Toronto is a big city. Do you have any idea whereabouts the company is located?


----------



## mike24wc (Jun 22, 2011)

the office is in King street east........ i think from what i can see its pretty central.


----------



## Auld Yin (Mar 10, 2009)

mike24wc said:


> the office is in King street east........ i think from what i can see its pretty central.


Well there's lots of new apartment buildings within easy walking distance but you'll be pushed to find much decent within your budget.


----------



## 4drsupra (Sep 1, 2010)

lots of places downtown and like what I mentioned in another thread just stay away from james town and parts of cabbage town...

cheaper apartments downtown usually is in the intersections like: (in no particular order)

carlton and jarvis

church and wellesley ( this is pride town)

yonge and wellesley

dundas and jarvis 

bay and college

king st. and sherbourne

Midtown...which is still pretty close via subway:

yonge and eglinton area

yonge and st. clair

rosedale area.

those area's you should find a decent apartment within your budget and they are pretty close to bars and good restaurants too...

also visit renters.ca for more listings but I personally would stick around those intersections i just mentioned...good luck


----------



## Canuck2Kiwi (Jun 22, 2011)

mike24wc said:


> i am a 29 yr old male....i have had a job offer in Toronto. i am flying over to meet the CEO in a few weeks. can anyone recommend good areas to live in? i think i will have about $1000 - $1500 a month for rent maybe more depending on the area. close to bars restaurants and all the usual places!
> 
> HELP!!!!!


I would recommend the Lakeshore and Strachan area.
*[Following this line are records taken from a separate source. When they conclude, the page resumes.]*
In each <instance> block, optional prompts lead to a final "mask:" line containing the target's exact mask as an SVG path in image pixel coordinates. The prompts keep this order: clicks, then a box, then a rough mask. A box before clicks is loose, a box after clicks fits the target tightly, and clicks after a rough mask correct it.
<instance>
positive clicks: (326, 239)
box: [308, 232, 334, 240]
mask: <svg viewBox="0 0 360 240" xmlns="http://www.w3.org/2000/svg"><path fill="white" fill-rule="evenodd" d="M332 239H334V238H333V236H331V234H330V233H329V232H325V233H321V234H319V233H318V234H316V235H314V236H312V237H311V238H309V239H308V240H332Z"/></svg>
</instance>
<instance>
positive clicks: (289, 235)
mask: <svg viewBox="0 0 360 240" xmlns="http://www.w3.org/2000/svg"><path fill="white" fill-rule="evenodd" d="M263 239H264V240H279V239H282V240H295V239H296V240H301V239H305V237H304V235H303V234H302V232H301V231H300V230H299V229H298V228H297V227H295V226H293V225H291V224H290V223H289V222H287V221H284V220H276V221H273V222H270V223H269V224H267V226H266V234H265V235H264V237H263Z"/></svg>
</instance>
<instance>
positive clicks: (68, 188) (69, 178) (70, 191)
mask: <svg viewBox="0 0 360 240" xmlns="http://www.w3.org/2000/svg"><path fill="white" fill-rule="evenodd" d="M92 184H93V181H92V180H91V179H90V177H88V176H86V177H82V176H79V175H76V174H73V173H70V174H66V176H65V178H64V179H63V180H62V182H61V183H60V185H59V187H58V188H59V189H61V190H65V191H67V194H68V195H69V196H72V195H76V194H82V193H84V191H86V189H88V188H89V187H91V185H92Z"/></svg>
It's in walking distance to shops and restaurants but being by the lake I found it to be a bit quieter. There's also Liberty Village in the King and Dufferin area.


----------



## ClaytonP (Apr 15, 2011)

Liberty Village is a good choice. If you want a great, hip bar and restaurant scene, try Queen West (Queen street west of University). You can find really great loft apartments there.


----------



## Auld Yin (Mar 10, 2009)

saaf said:


> i am moving to Toronto can you guys tell me about this city about jobs what type of job will available and what is the housing rent and other expense Toronto is expensive city ?


Under what visa are you moving to Toronto and what do you do for a living. For a reasonable, not luxurious, standard of living you will need an income of no less than $50k per annum.


----------



## northcrest (Apr 26, 2011)

You have to know that most of houses in Toronto are wooden. You have to choose a concrete building if you don't want to hear your neighbours


----------



## Auld Yin (Mar 10, 2009)

northcrest said:


> You have to know that most of houses in Toronto are wooden. You have to choose a concrete building if you don't want to hear your neighbours


That is a gross exaggeration to say the least.


----------